Re: Eng translation of Kacc 1:1
From: Jim Anderson
Message: 2083
Date: 2006-11-14
Hi Eisel,
> Yes, I had seen your translation before I undertook my own.
The one I submitted to you has been slightly revised. It's a translation in
progress with most of the commentarial material on this verse still in need
of a thorough going over.
> I do not think it would in any wise be an improvement to use
> "Excellence" (noun) for "Seyya"; my prefernce for translating with
> various phrases resembing "one's own betterment" in this context has
> its grounds (although you may disagree with them). I think that some
> sense of the reflexive (or: passive) needs to be preserved in the
> translation.
>
> No, I am not about to replace this with "Obtain Excellence" (an
> extremely wooden rendering) on basis of the narrow reading of "seyya.m
> ... labhanti".
Mmd glosses "seyya.m" with "navalokuttaradhamma.m". Nothing wooden about
that.
> I regard the commentarial traditions with an eyebrow raised; for
> example, I do not see any reason to suppose that "naya" in this
> passage is intended by its author to infer eightfold path, etc.
What makes you so sure that this "eightfold path" interpretation of
"naya".came from the commentarial tradition? Actually, it's my own. Mmd
doesn't seem to say much about "naya" but Kacc-va.n.n gives "saddanayo"

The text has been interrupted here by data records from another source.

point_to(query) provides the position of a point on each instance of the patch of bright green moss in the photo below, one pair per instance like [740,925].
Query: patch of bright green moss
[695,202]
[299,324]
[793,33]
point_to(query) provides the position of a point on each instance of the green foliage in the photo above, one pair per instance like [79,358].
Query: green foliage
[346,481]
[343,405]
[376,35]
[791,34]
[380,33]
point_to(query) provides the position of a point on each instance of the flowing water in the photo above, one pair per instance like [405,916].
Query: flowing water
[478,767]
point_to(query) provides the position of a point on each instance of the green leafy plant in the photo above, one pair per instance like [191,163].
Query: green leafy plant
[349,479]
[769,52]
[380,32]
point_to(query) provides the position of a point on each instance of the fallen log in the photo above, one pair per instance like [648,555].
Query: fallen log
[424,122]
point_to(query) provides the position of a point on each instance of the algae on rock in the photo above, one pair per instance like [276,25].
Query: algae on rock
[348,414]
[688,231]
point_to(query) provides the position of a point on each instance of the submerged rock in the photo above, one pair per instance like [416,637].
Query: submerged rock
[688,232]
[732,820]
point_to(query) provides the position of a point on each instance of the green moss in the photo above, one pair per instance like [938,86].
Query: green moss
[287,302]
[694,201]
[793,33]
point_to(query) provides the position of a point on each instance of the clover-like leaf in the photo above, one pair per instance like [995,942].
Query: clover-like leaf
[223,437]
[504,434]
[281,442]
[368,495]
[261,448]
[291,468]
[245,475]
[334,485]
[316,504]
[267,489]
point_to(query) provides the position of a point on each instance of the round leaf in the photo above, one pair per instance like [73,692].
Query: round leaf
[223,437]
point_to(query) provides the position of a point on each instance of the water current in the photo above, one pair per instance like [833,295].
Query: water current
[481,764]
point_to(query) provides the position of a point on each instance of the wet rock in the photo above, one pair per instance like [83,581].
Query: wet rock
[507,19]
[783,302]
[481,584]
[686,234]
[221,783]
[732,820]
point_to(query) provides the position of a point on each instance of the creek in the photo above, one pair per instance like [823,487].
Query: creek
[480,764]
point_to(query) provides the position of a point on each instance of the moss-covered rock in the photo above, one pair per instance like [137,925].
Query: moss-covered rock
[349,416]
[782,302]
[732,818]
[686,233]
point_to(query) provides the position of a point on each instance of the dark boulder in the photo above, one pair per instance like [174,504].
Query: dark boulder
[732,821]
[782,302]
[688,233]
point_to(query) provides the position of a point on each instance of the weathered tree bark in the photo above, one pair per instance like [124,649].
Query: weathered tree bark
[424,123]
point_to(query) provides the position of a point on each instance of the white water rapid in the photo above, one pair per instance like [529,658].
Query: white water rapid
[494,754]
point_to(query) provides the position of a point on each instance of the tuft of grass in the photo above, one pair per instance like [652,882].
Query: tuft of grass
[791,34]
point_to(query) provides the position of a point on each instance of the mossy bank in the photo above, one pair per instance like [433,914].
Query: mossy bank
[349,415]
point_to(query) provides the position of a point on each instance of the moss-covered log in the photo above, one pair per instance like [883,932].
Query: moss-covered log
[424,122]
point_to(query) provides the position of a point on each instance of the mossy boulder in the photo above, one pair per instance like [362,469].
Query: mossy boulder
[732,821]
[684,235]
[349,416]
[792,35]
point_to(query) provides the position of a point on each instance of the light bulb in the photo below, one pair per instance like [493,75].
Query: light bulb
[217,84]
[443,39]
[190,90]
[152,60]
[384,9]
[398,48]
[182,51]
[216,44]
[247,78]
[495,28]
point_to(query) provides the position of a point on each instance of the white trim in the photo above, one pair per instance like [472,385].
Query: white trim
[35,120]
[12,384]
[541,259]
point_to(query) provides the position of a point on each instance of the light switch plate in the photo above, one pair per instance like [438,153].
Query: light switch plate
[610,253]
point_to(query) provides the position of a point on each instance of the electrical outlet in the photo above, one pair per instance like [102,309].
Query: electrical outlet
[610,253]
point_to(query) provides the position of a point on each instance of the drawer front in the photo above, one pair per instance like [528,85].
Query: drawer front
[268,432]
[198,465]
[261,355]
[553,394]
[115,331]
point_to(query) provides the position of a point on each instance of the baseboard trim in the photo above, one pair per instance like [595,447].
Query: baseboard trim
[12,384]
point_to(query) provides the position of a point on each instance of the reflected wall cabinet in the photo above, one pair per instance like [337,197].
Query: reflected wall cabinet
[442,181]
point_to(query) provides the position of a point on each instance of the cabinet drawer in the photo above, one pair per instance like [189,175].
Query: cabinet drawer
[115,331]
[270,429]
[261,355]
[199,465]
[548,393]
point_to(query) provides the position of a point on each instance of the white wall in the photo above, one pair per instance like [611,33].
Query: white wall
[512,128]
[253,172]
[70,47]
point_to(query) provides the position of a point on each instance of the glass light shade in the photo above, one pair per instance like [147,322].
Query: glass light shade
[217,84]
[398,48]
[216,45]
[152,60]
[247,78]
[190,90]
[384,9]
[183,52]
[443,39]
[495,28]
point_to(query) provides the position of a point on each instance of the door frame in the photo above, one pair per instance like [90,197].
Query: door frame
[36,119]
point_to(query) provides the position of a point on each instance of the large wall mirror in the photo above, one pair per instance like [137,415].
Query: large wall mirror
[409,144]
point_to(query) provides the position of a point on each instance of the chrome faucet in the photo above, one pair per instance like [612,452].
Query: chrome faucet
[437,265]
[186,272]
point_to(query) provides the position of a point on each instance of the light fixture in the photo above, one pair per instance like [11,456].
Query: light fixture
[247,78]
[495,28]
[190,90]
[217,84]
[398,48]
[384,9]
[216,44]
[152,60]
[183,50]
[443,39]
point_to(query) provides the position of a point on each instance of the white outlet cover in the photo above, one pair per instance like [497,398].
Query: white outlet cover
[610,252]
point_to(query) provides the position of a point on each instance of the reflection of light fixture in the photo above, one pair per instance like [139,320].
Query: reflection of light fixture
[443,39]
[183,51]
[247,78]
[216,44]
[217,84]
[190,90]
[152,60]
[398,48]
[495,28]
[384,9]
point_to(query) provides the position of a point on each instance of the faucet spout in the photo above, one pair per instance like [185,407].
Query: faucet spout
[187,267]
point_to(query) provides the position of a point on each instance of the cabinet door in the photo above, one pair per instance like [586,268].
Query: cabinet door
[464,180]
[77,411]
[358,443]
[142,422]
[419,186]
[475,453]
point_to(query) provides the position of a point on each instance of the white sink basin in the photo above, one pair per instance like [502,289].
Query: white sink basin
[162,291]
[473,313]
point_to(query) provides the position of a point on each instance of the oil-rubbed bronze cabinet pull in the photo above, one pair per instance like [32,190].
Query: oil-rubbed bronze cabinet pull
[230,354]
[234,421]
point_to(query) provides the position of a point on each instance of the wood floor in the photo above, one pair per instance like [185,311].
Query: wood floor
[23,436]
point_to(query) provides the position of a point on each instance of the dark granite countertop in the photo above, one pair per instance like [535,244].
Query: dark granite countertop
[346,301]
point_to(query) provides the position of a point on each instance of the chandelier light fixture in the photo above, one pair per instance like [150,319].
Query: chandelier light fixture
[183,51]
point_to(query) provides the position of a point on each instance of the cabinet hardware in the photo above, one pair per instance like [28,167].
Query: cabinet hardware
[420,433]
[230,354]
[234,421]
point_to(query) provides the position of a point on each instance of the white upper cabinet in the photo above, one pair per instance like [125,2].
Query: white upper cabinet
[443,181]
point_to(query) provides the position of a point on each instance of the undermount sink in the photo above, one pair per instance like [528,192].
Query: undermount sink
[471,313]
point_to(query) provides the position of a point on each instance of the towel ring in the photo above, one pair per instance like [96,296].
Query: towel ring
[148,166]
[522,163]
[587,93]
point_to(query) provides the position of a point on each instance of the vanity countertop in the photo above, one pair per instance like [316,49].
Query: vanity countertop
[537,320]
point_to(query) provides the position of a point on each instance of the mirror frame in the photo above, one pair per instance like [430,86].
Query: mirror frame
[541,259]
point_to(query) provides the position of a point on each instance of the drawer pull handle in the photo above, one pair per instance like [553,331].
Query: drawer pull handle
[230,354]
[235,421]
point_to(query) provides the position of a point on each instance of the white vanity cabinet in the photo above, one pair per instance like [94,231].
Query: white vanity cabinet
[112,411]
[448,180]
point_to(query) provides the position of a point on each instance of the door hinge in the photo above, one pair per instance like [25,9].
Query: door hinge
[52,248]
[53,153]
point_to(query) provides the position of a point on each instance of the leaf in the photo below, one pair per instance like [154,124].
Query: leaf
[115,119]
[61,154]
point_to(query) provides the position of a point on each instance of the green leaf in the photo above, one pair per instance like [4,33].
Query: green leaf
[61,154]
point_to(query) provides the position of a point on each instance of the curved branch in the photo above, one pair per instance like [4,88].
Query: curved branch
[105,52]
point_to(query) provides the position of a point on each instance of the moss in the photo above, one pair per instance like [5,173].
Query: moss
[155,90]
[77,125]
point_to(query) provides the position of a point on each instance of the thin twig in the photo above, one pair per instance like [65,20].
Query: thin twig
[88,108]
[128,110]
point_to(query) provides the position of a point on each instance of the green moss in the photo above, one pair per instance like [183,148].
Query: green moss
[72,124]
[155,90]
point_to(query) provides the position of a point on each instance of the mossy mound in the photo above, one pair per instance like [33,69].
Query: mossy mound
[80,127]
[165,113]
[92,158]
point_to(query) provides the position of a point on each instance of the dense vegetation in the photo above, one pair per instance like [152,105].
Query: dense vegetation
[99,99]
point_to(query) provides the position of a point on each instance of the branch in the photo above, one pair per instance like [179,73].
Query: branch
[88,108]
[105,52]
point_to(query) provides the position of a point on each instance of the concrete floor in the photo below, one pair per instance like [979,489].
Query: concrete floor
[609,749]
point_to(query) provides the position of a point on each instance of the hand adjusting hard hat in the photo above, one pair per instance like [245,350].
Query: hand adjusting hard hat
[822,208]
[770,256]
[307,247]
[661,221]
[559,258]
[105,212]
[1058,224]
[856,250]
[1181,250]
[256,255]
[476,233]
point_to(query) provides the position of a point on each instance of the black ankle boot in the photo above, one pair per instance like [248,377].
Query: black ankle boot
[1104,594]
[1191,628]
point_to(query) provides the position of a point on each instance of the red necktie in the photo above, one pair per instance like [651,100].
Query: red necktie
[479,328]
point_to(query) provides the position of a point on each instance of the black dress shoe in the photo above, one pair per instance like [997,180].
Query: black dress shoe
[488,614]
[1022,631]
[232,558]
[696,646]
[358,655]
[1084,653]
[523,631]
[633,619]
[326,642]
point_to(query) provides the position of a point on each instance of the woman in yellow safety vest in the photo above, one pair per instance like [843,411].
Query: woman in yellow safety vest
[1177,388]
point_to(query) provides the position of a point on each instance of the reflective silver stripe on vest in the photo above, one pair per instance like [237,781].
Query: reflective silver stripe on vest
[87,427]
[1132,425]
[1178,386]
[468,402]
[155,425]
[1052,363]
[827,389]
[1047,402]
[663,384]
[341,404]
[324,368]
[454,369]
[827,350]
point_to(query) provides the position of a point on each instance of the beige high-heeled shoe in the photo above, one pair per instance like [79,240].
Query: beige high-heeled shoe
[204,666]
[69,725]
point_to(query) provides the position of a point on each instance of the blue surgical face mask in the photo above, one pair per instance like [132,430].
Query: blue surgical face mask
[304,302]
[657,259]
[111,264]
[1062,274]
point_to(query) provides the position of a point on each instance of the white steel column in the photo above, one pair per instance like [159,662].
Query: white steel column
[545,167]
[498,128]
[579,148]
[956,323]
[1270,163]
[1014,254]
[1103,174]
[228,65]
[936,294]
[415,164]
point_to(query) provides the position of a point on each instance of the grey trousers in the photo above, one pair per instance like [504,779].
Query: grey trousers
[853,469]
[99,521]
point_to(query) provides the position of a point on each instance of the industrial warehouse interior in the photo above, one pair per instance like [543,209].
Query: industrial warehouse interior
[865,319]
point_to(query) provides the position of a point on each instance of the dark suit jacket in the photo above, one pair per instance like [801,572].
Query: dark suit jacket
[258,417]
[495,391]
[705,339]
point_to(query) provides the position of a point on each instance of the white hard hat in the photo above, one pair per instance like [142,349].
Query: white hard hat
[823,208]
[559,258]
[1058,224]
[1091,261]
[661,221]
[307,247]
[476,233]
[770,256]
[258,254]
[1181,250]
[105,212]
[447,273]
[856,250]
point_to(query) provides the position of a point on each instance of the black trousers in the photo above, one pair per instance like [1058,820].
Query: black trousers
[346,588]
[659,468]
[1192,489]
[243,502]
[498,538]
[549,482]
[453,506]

which is explained in detail in the Kaccaayanatthadiipanii: sixfold naya,
threefold naya, and fourfold naya (all described). Quite different from what
I was thinking. "Naya" seems to have something to do with what is to be
inferred or known. The compound "jineritanayena" is a kammadhaaraya. There
are plenty of helpful comments and we'd be much the poorer without them.